— А попозже ты ещё раз попробуй разыскать Хэтфилда, — говорила Энн, не выносившая, чтобы кто-нибудь сидел без дела. Хэтфилд, любимый кот Фанни, после её смерти убежал из дому и больше не появлялся.
— Хэтфилд ушел навсегда, — сказала Миранда. — Он не вернется.
— Вернется. Боушот на прошлой неделе видел его совсем близко от дома. И молоко выпито, которое я поставила на террасе.
— Молоко выпили мои ежики.
— Ну, ты все-таки поищи его, и Пенни с собой прихвати. Ты совсем забываешь про Пенни.
— Все равно Хэтфилд со мной не пойдет. Он меня не любит. Он кот-однолюб.
— Ладно, беги одеваться, уже половина одиннадцатого. Которую из кукол ты сегодня берешь в церковь? Настала очередь Пуссетт?

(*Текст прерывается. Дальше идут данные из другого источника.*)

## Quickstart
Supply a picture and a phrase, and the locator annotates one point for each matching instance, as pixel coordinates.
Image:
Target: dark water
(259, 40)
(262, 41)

— Это не Пуссетт, — гневно возразила Миранда. — Это Нанетт. Вечно ты их путаешь. — Она выпростала из-под себя ноги и медленно пошла к двери, волоча за собой куклу. На полдороге она обернулась к Хью. — Жалость какая, я забыла спросить у бабушки, как показывать тот карточный фокус, когда бросаешь колоду на пол, а та карта, которую задумали, остается в руке.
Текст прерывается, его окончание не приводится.